Les autres plateformes comme Kobo, Apple Books ou Google Play, te permettent aussi cette option, mais elles sont très en retard par rapport à Amazon et tu auras les mêmes problèmes.

Pour l’impression des livres, le mieux pour l’autoédité reste l’impression à la demande. Tu n’as pas à gérer les stocks chez toi, et le livre n’est imprimé que lorsque quelqu’un veut le lire. C’est pratique, mais c’est plus cher. La part qui te restera sur la vente du livre sera considérablement réduite par rapport à une impression en grand nombre.

Les livres autoédités peuvent avoir une distribution plus limitée, surtout dans les librairies physiques. La plupart des ventes se font en ligne, ce qui peut limiter l’accès à certains segments de lecteurs.

Marketing et promotion :

Bon. Comme en général, l’autoédité n’a pas d’argent, il n’a pas de budget pour la promotion. Bye bye les pubs, les interviews dans les médias, etc.

Il te reste tout ce qui est alternatif : les réseaux sociaux, les blogs, la communauté de lecteurs, le bouche-à-oreille.

C’est pour ça que les commentaires, les retours positifs des lecteurs sont ton arme. Et leur investissement dans le bouche-à-oreille, ta planche de salut.

Qualité variable :

C’est le corollaire du manque de moyen. La qualité du livre peut ne pas être là. Que ce soit la mise en page, l’impression, la couverture, etc. Il en va de même pour la relecture et les fautes d’orthographe.
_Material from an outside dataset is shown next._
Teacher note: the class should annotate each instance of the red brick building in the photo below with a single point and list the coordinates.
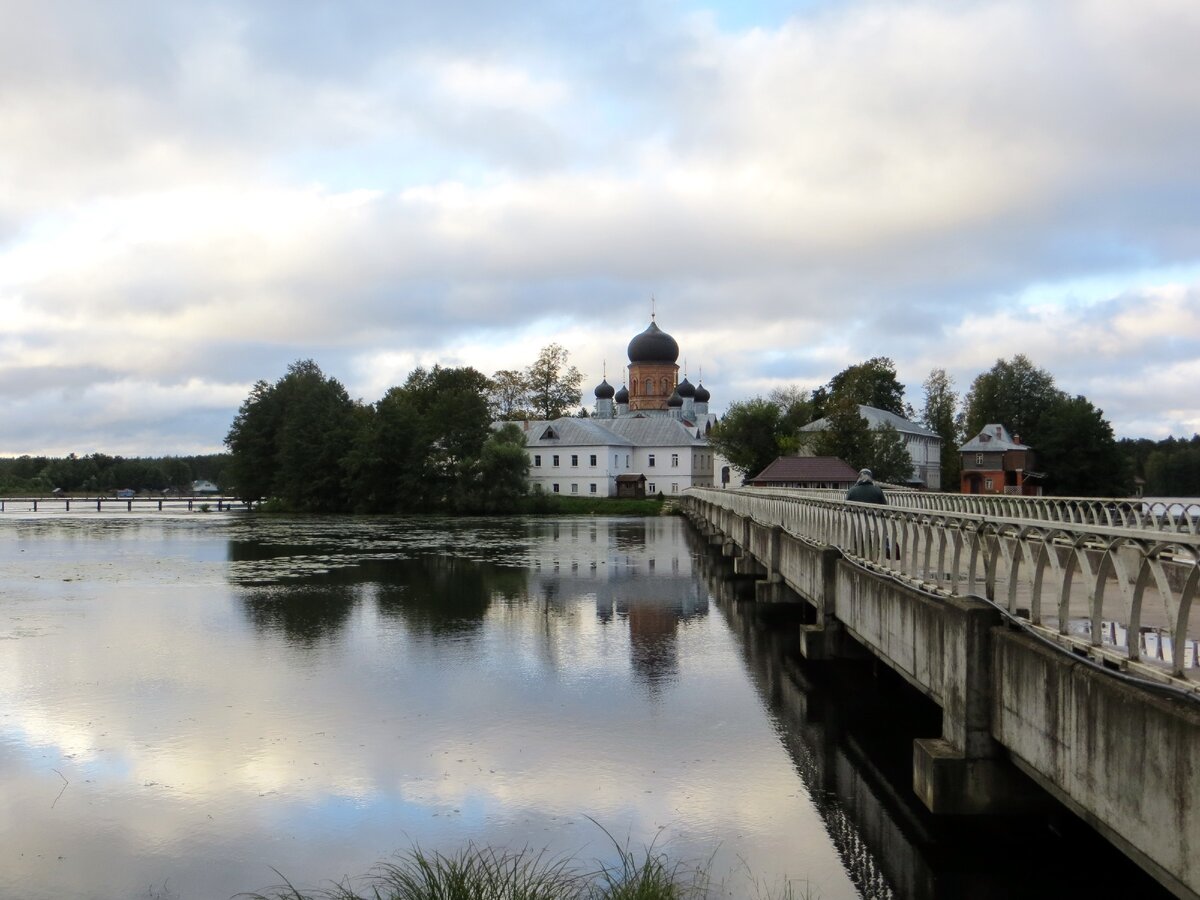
(997, 462)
Tu seras jugé non seulement sur ton contenu artistique, mais aussi sur tout le reste.

Si le produit final n’est pas à la hauteur des attentes des lecteurs, cela peut nuire à ta réputation, et tu peux ne jamais t’en relever.

Gestion des retours et des critiques :

Comme la plupart de ta communication passera par les réseaux sociaux ou internet, tu devras gérer en direct les retours de tes lecteurs/trices, là où les maisons d’édition, la plupart du temps, servent de tampons.

L’impact émotionnel peut être destructeur. Tout le monde sait qu’une critique méchante suffit à détruire une dizaine d’avis positifs. Et sur les réseaux, les commentateurs/trices ne vont souvent pas avec le dos de la cuiller.

Selon ton contenu, tu peux subir des attaques frontales et malveillantes qui peuvent aller jusqu’au harcèlement. Tu auras aussi affaire aux trolls : des individus masqués ou des robots qui publient en rafale des avis négatifs sans fondement, et souvent sans avoir lu ton livre.

Tout cela peut détruire ta réputation, ou du moins l’entacher sérieusement.

Moralité : prévois un budget psy. On ne sait jamais.

Complexité administrative :

Tu devras gérer tes droits d’auteur. Et souvent, au préalable, protéger ton œuvre en la déposant.

Tu devras d’occuper des ISBN (tu sais ce code à plein de chiffres qui est sur le dos du livre…). En France, ils s’achètent.

Tu devras tenir tes comptes si tu gagnes de l’argent, et ne pas oublier de le déclarer aux impôts. Et donc, voir sous quel statut tu travailles : Artiste auteur, autoentrepreneur, etc. Chaque statut a ses règles fiscales.

Bref, il vaut mieux se former un peu sur la comptabilité, le droit et les réglementations en vigueur. Sinon, il peut t’en coûter très cher !

Risque financier :

Tu vois bien, parvenu(e) à ce dernier point dans ta lecture, qu’il va falloir que tu investisses. Entre la formation sur la réglementation, la fabrique du livre (corrections, design, édition…), l’impression, les ISBN, la protection de l’œuvre, la publicité en ligne, etc., tu devras tout de même ouvrir le porte-monnaie !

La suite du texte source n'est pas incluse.